Descendimos por entre la suave hierba de la primavera y las flores recién brotadas hasta llegar al final de la cuesta. Píndaro iba delante y yo le seguía con Io cogiéndome la mano; el hombre negro iba detrás de nosotros, a cierta distancia, con gesto malhumorado. El sol naciente había convertido el lago en una lámina de oro y el viento del amanecer decidió apartar a un lado sus fúnebres ropajes para engalanarse con cien perfumes distintos. A nuestra espalda sonaron de nuevo las trompetas del ejército, pero aunque muchos soldados retrocedieron apresuradamente al oírlas, nosotros seguimos adelante.
—Pareces más feliz, amo —dijo Io, volviendo hacia mí su rostro de niña.
—Lo soy —repuse yo—. ¿Y tú?
—Si tú lo eres… ¡oh, sí!
—Dijiste que te llevaron a la casa del dios como ofrenda. ¿No eras feliz al estar ahí?
—Tenía mucho miedo —admitió ella de mala gana—. Temía que me rebanaran el cuello tal y como hacen con esos pobres animales, y hasta ahora temía que el dios me hubiera entregado en tus manos para ser sacrificada en algún otro lugar. A esa Gran Madre a la que nos lleva el poeta… ¿no se le ofrecen niños como sacrificio?
—No tengo la más mínima idea, Io, pero aunque eso fuera cierto yo no permitiría que te ocurriera tal cosa. No importa cuál haya podido ser mi ofensa, pues nada sería capaz de justificar tal sacrificio.
—Pero… ¿y si eso llegara a ser necesario para saber cuál es tu casa y dónde están tus amigos?
—¿Fue por eso por lo que acudí a la casa del dios?
—No lo sé —contestó Io pensativa—. Creo que fueron mi antiguo amo y algunos otros hombres los que me hicieron ir allí. Sea como sea, ya estabas ahí cuando me llevaron al templo… Aunque luego estuvimos sentados uno junto a otro durante cierto tiempo y me hablaste de ellos. —Sus ojos se apartaron de los míos para contemplar la hilera de danzarines que circundaban la costa del lago—. ¡Latro, mira cómo bailan!

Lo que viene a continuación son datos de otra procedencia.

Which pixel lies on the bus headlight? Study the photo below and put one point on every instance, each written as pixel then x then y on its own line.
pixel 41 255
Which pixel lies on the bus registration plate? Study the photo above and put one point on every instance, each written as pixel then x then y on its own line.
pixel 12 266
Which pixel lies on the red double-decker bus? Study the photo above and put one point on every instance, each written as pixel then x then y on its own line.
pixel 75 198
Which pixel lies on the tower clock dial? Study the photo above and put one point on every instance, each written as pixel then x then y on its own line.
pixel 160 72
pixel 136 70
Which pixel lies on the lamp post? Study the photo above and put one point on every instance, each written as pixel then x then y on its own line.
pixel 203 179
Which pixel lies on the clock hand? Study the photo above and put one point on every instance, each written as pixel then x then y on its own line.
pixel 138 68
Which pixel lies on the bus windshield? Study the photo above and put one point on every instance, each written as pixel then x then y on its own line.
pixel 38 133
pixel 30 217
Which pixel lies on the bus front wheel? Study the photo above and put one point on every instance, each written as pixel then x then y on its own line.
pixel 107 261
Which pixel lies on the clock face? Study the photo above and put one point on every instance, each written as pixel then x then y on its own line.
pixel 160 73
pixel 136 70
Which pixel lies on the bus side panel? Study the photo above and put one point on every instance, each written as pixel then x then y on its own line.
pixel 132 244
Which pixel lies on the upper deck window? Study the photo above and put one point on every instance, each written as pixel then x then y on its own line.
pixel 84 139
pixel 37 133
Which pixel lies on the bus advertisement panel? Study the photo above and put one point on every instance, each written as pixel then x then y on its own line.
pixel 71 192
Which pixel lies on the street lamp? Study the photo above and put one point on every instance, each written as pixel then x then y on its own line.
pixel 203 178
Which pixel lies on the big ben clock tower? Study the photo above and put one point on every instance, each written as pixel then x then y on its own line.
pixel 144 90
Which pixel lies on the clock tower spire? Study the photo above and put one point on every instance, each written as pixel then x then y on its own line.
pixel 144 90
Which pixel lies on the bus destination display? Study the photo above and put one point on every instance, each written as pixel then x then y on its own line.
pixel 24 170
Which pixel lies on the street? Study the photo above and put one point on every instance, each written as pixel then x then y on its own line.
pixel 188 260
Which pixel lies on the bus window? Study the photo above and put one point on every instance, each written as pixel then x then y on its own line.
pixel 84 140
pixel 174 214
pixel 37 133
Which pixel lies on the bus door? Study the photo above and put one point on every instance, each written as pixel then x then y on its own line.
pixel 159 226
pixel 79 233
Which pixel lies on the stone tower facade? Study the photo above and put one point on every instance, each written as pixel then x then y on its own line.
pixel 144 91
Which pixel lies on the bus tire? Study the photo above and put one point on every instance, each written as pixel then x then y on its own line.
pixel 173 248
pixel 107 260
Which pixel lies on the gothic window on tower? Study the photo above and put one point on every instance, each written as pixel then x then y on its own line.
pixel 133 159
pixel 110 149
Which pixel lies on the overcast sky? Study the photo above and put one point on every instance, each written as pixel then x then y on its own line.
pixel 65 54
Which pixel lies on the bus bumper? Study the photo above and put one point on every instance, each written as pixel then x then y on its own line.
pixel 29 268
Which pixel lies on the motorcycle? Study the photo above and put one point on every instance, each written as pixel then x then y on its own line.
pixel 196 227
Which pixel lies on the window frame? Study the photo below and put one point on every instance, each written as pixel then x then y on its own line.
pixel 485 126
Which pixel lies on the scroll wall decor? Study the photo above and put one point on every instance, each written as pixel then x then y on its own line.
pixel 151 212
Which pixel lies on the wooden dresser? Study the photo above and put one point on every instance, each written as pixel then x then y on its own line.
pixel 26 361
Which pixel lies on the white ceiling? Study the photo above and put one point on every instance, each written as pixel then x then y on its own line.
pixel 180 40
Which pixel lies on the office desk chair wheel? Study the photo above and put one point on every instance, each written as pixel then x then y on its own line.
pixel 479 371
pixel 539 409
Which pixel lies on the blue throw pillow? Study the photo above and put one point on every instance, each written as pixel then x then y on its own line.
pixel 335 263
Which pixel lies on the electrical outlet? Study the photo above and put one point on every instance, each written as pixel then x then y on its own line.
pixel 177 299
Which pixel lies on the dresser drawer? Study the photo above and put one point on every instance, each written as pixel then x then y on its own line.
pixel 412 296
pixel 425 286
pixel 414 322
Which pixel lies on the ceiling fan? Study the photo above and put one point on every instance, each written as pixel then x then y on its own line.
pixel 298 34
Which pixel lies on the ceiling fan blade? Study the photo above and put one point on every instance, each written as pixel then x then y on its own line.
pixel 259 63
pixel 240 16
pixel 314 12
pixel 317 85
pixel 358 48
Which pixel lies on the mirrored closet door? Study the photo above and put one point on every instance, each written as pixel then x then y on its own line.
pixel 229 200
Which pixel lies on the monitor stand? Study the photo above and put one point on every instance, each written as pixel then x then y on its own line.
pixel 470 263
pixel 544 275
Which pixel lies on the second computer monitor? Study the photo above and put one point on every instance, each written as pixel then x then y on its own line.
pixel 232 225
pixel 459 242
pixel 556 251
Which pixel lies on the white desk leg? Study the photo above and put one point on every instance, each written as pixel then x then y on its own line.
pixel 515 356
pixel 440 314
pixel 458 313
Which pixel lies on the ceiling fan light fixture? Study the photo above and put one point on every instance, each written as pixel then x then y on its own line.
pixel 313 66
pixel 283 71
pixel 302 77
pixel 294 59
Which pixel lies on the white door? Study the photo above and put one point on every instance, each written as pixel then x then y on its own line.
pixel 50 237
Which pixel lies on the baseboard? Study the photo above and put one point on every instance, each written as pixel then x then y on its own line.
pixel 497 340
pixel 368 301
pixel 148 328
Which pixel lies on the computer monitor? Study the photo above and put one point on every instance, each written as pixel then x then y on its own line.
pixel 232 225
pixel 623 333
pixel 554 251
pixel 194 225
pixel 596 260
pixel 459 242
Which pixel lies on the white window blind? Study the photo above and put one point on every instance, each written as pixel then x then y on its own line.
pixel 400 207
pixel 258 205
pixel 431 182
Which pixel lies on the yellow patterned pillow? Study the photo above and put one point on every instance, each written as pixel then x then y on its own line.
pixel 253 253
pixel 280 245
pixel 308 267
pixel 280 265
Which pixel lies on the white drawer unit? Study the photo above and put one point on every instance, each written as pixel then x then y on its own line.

Miré hacia donde ella me indicaba y les vi saltar y girar, chapoteando entre el agua, mojando la hierba con el ágil movimiento de sus pies y con el vino que no paraban de beber mientras danzaban. El agudo canto de la siringa y el insistente retumbar del tímpano parecían ahora más próximos y sonoros. Aunque entre ellos había algunos hombres enmascarados, la mayor parte de los danzarines eran mujeres jóvenes, prácticamente desnudas salvo por sus revueltas cabelleras.
Io se unió a ellas sin perder un instante, seguida del hombre negro y Píndaro, pero yo me quedé inmóvil contemplando a la pequeña Io. Ah, qué alegre me pareció su imagen con los pámpanos coronando su cabeza y, sin embargo, qué preocupada me pareció al mismo tiempo por imitar el baile frenético de aquellas muchachas, aquella nación de niñas inalcanzables y perdidas para siempre mientras durase su danza…
Tanto Píndaro como el hombre negro abandonaron ese país perdido sin esperanza alguna de volver a él, aunque en un tiempo debieron encontrarse en él como en su propia casa. En cuanto a mí… aunque yo también lo he abandonado me sigue pareciendo muy próximo y en él se encuentran el único hogar y los únicos amigos que soy capaz de recordar.